At last, how much later she didn't know, O'Shannon rolled off her and lay spent and panting. “My son …” he said, his voice trembling with grief even as it surged with triumph. “He was headstrong, too wild perhaps, too much like me. But he was all that I had. And now I have all …
all
of what his murderer held dear and treasured. No mere slash of a saber could give me that.”

He began to laugh. Elizabeth covered herself and, unable to look at him any longer, turned aside. Only then did the full measure of Luther O'Shannon's revenge strike home, filling her with horror. For framed in one of the window panels of the balcony door was the fevered, tortured face of her husband.

True had seen.

He had watched … everything.

Chapter XXXI

The creak of wood and hemp line. The sharp double ring of the bell from the quarterdeck. Ding-ding. Ding-ding. Ding-ding. Six bells. Three o'clock. The afternoon sun in the Gulf of Mexico was hot in spite of the breeze that slid over the deck, caught the sails, and sent the schooner northward, back toward Texas.

True lay in his bunk below and stared at the wood and past the wood to an empty realm devoid of answers. “Remember me,” O'Shannon had said, leaning into the coach. Unwillingly huddled in Elizabeth's arms, burning with fever and tormented by the nightmare he had been forced to watch, True had heard the Irishman's final, mocking words: “Remember me.” He would have given all he had to forget.

The sound of Elizabeth's knock, soft on the door, mingled with the other ship sounds.
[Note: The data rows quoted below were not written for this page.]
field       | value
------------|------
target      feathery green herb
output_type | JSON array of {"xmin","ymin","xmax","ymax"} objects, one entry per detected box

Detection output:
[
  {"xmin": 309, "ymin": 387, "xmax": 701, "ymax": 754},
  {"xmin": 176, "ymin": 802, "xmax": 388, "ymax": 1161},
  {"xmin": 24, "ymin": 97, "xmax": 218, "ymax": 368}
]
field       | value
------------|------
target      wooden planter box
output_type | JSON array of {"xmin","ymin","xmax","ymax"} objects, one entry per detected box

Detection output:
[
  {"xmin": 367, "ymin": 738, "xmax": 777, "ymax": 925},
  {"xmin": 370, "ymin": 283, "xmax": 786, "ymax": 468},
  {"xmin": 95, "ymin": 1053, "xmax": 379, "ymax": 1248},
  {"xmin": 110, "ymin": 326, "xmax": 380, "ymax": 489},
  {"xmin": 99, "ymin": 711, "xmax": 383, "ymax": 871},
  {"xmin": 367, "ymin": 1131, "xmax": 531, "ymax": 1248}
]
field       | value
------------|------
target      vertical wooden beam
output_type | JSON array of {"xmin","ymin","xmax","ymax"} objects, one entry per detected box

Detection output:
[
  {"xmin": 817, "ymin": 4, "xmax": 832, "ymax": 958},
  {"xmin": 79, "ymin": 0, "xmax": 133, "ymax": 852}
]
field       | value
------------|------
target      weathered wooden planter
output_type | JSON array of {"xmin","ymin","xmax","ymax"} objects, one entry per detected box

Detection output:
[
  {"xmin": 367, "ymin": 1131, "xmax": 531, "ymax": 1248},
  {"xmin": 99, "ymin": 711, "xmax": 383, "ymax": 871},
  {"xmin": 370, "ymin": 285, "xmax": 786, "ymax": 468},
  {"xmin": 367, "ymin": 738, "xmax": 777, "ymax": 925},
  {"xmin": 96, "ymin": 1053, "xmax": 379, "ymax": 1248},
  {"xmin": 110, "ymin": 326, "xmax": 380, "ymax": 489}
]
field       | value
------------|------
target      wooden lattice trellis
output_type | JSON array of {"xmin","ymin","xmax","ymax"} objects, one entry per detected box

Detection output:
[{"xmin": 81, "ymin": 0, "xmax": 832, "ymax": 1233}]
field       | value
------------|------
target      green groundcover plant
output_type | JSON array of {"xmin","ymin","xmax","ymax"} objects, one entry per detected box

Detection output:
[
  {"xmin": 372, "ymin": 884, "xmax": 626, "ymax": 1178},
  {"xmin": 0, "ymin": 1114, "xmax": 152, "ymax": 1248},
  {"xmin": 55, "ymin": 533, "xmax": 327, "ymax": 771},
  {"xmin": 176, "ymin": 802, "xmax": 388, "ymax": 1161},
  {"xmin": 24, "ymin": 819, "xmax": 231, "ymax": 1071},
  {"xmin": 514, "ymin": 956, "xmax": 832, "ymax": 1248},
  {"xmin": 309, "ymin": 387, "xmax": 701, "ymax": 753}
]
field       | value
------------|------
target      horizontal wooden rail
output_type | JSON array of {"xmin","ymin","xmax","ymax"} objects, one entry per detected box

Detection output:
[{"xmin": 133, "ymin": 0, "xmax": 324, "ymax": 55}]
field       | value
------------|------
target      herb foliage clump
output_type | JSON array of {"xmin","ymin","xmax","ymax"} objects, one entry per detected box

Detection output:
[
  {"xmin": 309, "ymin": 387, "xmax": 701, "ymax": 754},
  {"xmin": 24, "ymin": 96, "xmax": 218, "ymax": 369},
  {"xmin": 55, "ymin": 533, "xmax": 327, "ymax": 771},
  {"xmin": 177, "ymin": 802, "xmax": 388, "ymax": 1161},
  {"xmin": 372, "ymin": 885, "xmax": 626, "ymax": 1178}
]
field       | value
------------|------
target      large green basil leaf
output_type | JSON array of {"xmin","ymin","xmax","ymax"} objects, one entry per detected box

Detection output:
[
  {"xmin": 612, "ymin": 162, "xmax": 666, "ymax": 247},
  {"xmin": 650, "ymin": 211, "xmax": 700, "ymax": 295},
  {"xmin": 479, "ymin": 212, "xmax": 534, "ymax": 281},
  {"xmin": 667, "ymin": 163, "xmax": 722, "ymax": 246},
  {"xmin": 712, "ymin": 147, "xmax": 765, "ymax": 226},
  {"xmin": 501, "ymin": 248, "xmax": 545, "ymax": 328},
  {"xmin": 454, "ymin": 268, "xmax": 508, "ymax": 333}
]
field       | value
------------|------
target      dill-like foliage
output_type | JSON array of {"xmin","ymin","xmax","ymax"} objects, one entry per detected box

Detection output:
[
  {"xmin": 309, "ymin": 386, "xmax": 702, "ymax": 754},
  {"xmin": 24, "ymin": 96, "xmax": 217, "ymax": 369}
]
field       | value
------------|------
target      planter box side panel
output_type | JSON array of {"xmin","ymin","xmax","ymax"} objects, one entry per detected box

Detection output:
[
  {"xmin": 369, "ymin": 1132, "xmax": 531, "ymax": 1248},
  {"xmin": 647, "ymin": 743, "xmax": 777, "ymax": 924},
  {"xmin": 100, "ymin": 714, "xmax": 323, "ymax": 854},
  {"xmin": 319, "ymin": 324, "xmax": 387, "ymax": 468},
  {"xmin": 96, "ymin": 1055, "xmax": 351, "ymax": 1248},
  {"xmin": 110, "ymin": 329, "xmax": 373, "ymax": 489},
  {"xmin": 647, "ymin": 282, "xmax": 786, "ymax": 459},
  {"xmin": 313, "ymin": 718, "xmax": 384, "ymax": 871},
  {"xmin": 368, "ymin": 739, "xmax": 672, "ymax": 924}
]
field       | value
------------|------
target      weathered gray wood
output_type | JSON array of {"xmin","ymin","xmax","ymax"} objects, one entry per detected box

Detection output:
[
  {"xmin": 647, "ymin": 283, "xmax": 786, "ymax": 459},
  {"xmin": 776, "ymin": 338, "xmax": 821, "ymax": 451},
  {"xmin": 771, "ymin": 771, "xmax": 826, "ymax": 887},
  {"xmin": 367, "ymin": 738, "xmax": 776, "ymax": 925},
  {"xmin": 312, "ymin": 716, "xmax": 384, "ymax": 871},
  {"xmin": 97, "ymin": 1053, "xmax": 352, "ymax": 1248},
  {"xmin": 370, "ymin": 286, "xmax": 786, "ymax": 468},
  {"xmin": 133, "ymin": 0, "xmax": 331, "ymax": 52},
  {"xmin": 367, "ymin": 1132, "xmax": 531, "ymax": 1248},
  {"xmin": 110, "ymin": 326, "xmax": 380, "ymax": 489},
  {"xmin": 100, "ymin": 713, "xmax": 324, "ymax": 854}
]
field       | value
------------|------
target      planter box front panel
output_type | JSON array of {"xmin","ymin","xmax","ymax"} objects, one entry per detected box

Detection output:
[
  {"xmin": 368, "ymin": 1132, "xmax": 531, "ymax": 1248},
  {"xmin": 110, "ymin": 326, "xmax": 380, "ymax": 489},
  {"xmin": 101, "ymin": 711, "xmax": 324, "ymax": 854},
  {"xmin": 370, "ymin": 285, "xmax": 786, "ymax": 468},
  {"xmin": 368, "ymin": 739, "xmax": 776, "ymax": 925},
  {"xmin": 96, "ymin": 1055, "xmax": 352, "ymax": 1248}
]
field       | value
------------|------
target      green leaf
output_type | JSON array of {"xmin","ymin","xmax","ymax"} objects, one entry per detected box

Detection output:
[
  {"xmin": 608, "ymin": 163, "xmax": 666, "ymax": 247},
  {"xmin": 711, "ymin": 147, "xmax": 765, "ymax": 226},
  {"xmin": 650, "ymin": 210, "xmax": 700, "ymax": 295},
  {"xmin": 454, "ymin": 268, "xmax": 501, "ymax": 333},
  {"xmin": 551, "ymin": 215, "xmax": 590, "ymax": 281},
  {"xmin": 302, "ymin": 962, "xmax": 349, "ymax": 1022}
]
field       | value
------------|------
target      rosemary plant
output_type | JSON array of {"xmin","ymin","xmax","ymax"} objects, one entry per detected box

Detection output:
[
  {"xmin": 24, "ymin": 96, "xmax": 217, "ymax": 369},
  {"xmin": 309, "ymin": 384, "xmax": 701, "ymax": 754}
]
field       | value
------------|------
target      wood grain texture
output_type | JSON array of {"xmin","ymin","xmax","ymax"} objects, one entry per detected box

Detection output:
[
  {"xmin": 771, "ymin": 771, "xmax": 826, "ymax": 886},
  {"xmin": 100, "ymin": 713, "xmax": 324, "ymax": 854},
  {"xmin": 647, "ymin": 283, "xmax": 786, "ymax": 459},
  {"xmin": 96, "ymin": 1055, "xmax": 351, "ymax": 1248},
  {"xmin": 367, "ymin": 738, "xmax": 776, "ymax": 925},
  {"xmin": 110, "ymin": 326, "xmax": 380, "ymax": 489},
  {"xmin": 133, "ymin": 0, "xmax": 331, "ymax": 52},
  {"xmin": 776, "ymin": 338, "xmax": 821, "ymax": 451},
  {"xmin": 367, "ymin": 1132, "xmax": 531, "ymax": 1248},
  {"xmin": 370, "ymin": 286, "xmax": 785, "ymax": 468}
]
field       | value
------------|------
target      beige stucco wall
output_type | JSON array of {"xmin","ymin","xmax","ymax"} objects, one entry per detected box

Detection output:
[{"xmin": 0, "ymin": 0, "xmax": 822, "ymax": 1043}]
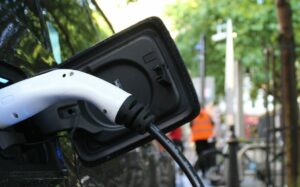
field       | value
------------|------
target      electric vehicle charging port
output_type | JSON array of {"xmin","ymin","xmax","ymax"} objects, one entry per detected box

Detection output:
[{"xmin": 58, "ymin": 105, "xmax": 79, "ymax": 118}]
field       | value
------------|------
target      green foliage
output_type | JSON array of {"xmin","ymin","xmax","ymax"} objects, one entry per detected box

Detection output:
[{"xmin": 166, "ymin": 0, "xmax": 300, "ymax": 95}]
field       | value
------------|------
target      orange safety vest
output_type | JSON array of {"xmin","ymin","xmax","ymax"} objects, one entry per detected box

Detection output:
[{"xmin": 192, "ymin": 110, "xmax": 214, "ymax": 141}]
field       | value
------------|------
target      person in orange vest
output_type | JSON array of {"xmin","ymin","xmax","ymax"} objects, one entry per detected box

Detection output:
[{"xmin": 191, "ymin": 109, "xmax": 214, "ymax": 176}]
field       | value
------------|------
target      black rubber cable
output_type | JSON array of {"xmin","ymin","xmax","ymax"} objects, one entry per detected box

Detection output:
[{"xmin": 147, "ymin": 124, "xmax": 204, "ymax": 187}]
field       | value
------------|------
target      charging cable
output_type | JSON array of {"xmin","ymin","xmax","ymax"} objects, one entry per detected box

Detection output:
[{"xmin": 0, "ymin": 69, "xmax": 204, "ymax": 187}]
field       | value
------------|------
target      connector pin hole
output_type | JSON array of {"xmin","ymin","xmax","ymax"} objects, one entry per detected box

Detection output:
[{"xmin": 13, "ymin": 113, "xmax": 19, "ymax": 119}]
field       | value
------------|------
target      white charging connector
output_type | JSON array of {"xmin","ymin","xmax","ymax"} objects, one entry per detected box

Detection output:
[{"xmin": 0, "ymin": 69, "xmax": 130, "ymax": 128}]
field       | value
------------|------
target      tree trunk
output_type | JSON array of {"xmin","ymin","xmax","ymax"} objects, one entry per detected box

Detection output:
[{"xmin": 276, "ymin": 0, "xmax": 299, "ymax": 187}]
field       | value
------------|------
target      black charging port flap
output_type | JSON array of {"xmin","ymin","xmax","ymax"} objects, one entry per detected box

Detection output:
[{"xmin": 36, "ymin": 17, "xmax": 199, "ymax": 163}]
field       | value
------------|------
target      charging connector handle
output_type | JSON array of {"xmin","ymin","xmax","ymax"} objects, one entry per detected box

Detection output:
[{"xmin": 0, "ymin": 69, "xmax": 130, "ymax": 128}]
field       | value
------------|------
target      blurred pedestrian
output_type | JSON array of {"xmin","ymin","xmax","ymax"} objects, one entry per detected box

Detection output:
[
  {"xmin": 169, "ymin": 127, "xmax": 184, "ymax": 152},
  {"xmin": 191, "ymin": 109, "xmax": 214, "ymax": 176}
]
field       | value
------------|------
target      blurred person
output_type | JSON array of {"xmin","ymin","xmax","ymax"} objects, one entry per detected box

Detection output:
[
  {"xmin": 191, "ymin": 109, "xmax": 214, "ymax": 176},
  {"xmin": 169, "ymin": 127, "xmax": 184, "ymax": 152}
]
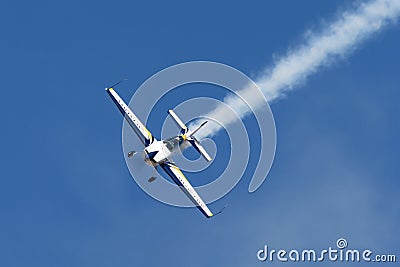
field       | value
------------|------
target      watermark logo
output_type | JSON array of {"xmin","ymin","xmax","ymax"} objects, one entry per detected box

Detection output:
[
  {"xmin": 122, "ymin": 61, "xmax": 276, "ymax": 207},
  {"xmin": 257, "ymin": 238, "xmax": 396, "ymax": 263}
]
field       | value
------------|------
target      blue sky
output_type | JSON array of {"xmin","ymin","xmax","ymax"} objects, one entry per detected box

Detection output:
[{"xmin": 0, "ymin": 0, "xmax": 400, "ymax": 266}]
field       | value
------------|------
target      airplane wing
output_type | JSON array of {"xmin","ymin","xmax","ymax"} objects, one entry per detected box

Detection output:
[
  {"xmin": 160, "ymin": 161, "xmax": 214, "ymax": 218},
  {"xmin": 106, "ymin": 88, "xmax": 157, "ymax": 146}
]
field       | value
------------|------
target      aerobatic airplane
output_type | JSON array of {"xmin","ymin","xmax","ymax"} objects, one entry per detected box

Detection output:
[{"xmin": 106, "ymin": 83, "xmax": 217, "ymax": 218}]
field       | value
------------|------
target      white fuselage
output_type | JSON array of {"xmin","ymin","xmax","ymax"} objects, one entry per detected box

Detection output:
[{"xmin": 144, "ymin": 136, "xmax": 181, "ymax": 166}]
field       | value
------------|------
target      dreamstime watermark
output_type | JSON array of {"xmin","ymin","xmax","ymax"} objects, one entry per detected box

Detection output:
[{"xmin": 257, "ymin": 238, "xmax": 396, "ymax": 262}]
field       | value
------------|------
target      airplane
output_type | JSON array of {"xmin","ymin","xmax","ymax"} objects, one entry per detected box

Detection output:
[{"xmin": 106, "ymin": 83, "xmax": 223, "ymax": 218}]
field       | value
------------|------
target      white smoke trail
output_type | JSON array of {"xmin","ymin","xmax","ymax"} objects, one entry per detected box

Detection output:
[{"xmin": 190, "ymin": 0, "xmax": 400, "ymax": 139}]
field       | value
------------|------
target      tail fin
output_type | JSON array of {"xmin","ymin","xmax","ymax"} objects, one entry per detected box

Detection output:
[
  {"xmin": 168, "ymin": 109, "xmax": 188, "ymax": 134},
  {"xmin": 168, "ymin": 109, "xmax": 212, "ymax": 161}
]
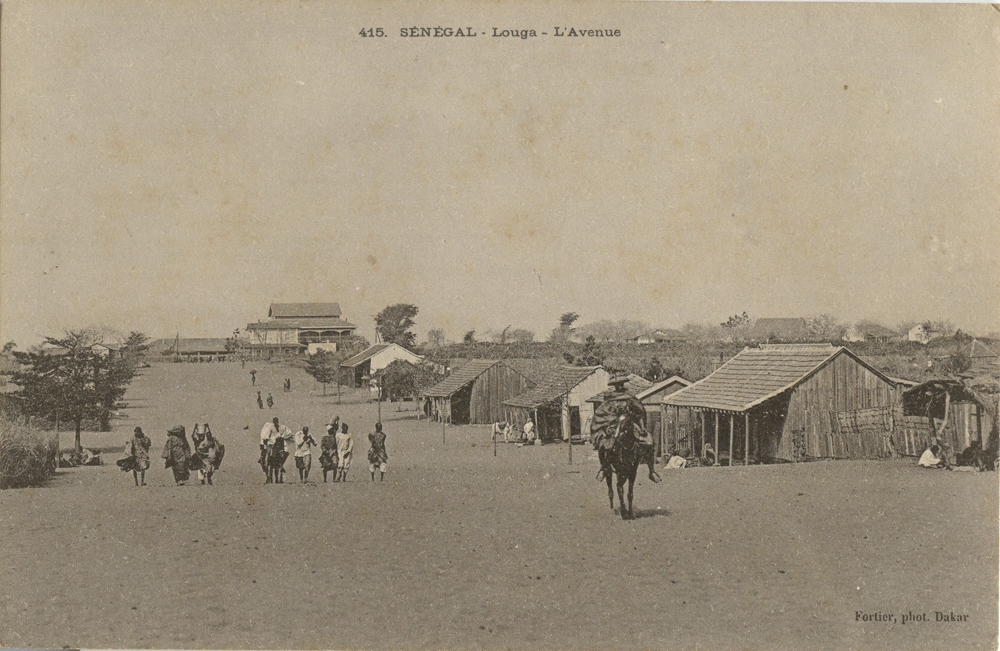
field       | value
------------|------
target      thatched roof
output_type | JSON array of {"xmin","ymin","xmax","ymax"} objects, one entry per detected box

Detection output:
[
  {"xmin": 503, "ymin": 366, "xmax": 601, "ymax": 409},
  {"xmin": 663, "ymin": 344, "xmax": 893, "ymax": 412}
]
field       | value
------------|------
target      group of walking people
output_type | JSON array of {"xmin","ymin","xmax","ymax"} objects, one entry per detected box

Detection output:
[
  {"xmin": 124, "ymin": 423, "xmax": 226, "ymax": 486},
  {"xmin": 259, "ymin": 416, "xmax": 389, "ymax": 484}
]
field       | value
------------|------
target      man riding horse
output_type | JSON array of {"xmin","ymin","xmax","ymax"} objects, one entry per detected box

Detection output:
[{"xmin": 590, "ymin": 375, "xmax": 660, "ymax": 482}]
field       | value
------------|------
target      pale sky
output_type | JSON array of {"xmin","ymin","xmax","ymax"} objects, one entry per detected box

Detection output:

When there was no answer, she pushed the door open, tiptoed into the cabin and, trying to judge if True was awake, stood quietly against the bulkhead. “True?” There was no answer, and fearfully—for his fever had not yet broken and he was still terribly ill—she hurried to his side. But then she saw the blanket covering him rise gently with each breath, and her brief panic, felt too often the last few days, faded. Sighing with relief, she stood and looked down at him.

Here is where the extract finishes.